Vejo que a equipe do presidente Bolsonaro pode emplacar os melhores projetos de reformas em benefício da população brasileira. 

A cada Medida Provisória (MP) ou proposta de reforma apresentados pelo governo, geram muitas críticas e alertas dos deputados, senadores, instituições sociais, mídia e a oposição propriamente dita. 

É como se os políticos, militantes da oposição e a sociedade organizada, acordassem para a necessidade da participação nos destinos da Nação e, de repente, tivessem alcançado a sapiência para solucionar os problemas mais graves que afligem o Brasil, emitindo comentários de reprovação, ressaltando pontos dissonantes, inconstitucionalidades e apresentando projetos substitutos  esquecidos há anos nos desvãos do Congresso Nacional.

A mobilização contra o contingenciamento R$ 1,7 bilhões no Ministério de Educação e Cultura (MEC), que representa 30% das despesas não obrigatórias das universidades federais, mostra essa "nova sensibilidade" social por parte da oposição em relação à Educação, visto que durante os governos Lula e Dilma houve contingenciamentos R$ 10 bilhões em 2006 e 2015, sem protestos.

Pressionado por mobilização intensa da oposição, o governo Bolsonaro alocou recursos extras às universidades. Infelizmente, os governos do PT não foram pressionados a reduzir contingenciamentos bem mais elevados. Desse modo, a atuação oblíqua da oposição promove melhoras no governo Bolsonaro.  

Outro exemplo disso é a MP que regula venda, posse e porte de armas de fogo.

A primeira redação foi revisada após contestações de grande parte da sociedade organizada. Após reemissão, revisando vários pontos contestados, continua a receber muitas críticas opinativas e poucas críticas técnicas. Dessas últimas, é pertinente a proposta para a identificação das cápsulas das munições, que permitirá rastreamento nos casos de investigação de crimes. 

Nisso tudo, é significativo que Bolsonaro esteja propondo o que foi prometido na campanha eleitoral: combate à corrupção, estruturar a segurança pública, ministério técnico sem o toma-lá-dá-cá, reforma da previdência, reforma tributária... Enfim, por a economia do país em condições de proporcionar um mínimo de desenvolvimento, emprego e bem-estar social, onde possamos andar nas ruas sem mede de levar um tiro em um assaltado. 

As promessas de Lula de fazer um governo ético e sem corrupção evanesceu nos primeiros seis meses de 2003, deixando milhares de eleitores que, como eu, acreditaram no discurso de campanha... E a cleptocracia petista durou 13 anos.
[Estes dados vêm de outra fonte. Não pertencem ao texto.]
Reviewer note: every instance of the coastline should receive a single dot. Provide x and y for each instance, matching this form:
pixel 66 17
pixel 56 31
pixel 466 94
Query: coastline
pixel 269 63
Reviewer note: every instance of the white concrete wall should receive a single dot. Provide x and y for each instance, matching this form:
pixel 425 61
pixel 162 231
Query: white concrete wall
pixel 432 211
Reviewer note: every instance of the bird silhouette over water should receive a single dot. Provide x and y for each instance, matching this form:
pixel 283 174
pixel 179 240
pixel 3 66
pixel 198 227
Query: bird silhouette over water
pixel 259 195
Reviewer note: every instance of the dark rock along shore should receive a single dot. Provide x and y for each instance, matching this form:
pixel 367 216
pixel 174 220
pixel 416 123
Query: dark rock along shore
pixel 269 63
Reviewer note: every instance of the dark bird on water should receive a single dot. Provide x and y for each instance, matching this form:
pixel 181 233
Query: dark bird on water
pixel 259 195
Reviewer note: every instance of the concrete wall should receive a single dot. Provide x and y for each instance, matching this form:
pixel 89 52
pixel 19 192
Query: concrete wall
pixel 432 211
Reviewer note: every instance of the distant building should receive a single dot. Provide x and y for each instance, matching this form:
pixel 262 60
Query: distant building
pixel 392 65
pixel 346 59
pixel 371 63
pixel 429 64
Vale dizer que ninguém será obrigado a comprar ou portar arma, só aos que comprovarem necessidade e capacidade para tal, sob fiscalização da Polícia Federal e do Exército... Bem diferente do que propaga a oposição .

Nos Estados Unidos, país que tem a população mais armada do planeta, com 98 armas de fogo por cada 100 habitantes, tem taxa de assassinatos de 4,6 por 100 mil habitantes (/cmh). 

A ONU considera epidemia taxa maior que 10/cmh.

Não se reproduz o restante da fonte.